Indeed, one brother called him black, another white, another an Oreo cookie. Some said he was Hawaiian, others Hammite, others Indonesian. Some swore he was a Christian, others a Muslim, others a godless idolater. Some testified he was a Cubs fan, others a White Sox, others a Red Sox.
In the Windy City, the One helped the Acorn and DCP church carpenters build affordable tents and temples. Along the banks of the Calumet he was christened by Jeremiah the Baptist. He then journeyed into the South Side wilderness. Here he was tried and tempted for four hundred forty days and nights by the devils of the ’08 campaign.
On Meet the Philistine, Face the Pharisee and many another show, adversaries cursed him on account of Jeremiah the Baptist who had damned America, saying its chickens had come home to roost, toppling the Trade Tower of Babel.

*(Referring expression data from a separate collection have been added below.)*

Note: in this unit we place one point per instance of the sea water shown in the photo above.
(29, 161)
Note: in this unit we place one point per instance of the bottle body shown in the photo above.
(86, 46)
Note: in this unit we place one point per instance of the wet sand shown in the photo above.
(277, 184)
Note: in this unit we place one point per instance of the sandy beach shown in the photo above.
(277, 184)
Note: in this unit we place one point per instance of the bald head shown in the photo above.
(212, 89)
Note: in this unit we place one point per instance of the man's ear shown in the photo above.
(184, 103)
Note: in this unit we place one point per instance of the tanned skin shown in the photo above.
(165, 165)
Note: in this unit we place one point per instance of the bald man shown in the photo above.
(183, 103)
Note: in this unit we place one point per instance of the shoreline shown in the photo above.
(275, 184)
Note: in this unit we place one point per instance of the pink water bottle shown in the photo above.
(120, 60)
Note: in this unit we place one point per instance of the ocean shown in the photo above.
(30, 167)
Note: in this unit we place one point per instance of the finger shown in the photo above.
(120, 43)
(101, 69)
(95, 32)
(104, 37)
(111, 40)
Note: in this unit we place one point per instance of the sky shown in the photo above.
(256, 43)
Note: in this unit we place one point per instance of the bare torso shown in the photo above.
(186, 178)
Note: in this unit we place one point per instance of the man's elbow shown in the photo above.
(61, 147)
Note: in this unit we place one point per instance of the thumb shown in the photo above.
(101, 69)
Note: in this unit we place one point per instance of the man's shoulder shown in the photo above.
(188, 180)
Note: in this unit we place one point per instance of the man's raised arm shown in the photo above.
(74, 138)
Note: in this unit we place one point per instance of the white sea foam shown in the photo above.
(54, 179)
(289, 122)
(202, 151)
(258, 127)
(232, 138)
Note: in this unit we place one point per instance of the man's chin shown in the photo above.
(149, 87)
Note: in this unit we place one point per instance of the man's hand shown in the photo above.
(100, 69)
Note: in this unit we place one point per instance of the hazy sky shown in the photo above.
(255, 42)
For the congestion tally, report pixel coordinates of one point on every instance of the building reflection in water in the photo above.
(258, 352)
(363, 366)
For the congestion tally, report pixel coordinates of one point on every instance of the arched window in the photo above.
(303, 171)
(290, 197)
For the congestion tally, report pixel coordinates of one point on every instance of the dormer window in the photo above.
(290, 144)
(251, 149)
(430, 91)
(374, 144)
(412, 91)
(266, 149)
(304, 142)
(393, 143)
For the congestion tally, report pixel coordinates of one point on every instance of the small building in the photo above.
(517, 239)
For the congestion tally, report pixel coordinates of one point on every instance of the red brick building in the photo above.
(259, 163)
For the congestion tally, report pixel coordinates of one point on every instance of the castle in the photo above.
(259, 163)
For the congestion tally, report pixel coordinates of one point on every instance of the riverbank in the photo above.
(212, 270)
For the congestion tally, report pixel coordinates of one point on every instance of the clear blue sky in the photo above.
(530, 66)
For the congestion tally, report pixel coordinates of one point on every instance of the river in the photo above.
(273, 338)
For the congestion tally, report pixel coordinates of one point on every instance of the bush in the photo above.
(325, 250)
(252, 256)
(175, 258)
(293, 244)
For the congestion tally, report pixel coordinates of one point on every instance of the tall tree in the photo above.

When Obama charged the Grand Old Philistines with bitterness, “They cling to guns or religion or antipathy to people who aren’t like them,” the warriors brandished their Shooters’ Bibles and banana clips, denying it.
When he told Joseph the Plumber that the hungry would be satisfied and that spreading around the gold was good for all, John the McCainaanite denounced him. He answered his rival: “Verily, he shall soon be accusing me of being a secret communist because I shared my peanut butter and jelly sandwich in kindergarten.”
Though his parables puzzled men, the One won over their hearts with the audacity of his hope and the dreams of his father. “Change you can believe in!” he exhorted them. “Yes, we can!”
Before Obama emerged from the wilderness, even Joe, son of Biden, his brother who competed against him for the divided kingdom, declared: “I mean, you got the first mainstream African-American who is articulate and bright and clean and a nice-looking guy. I mean, that’s storybook, man.”
So the One, after being anointed by the divine O herself, won the throne of America. Before all his kingdom’s colors and creeds, he delivered his sermon on the mount from the Hill, by teleprompter.
He spoke of a new dawn. He urged his countrymen to love their neighbors – to reach across the aisle, to share a beer and pass a Hate Crime Prevention Act. He entreated them to love even their enemies, to talk with terrorists and to destroy the dungeon called Gitmo. Imploring them to turn the other cheek, he proposed gun and waterboard control. Preaching seek and ye shall find, knock and the door will be opened, he promised transparency and called the White House the People’s House.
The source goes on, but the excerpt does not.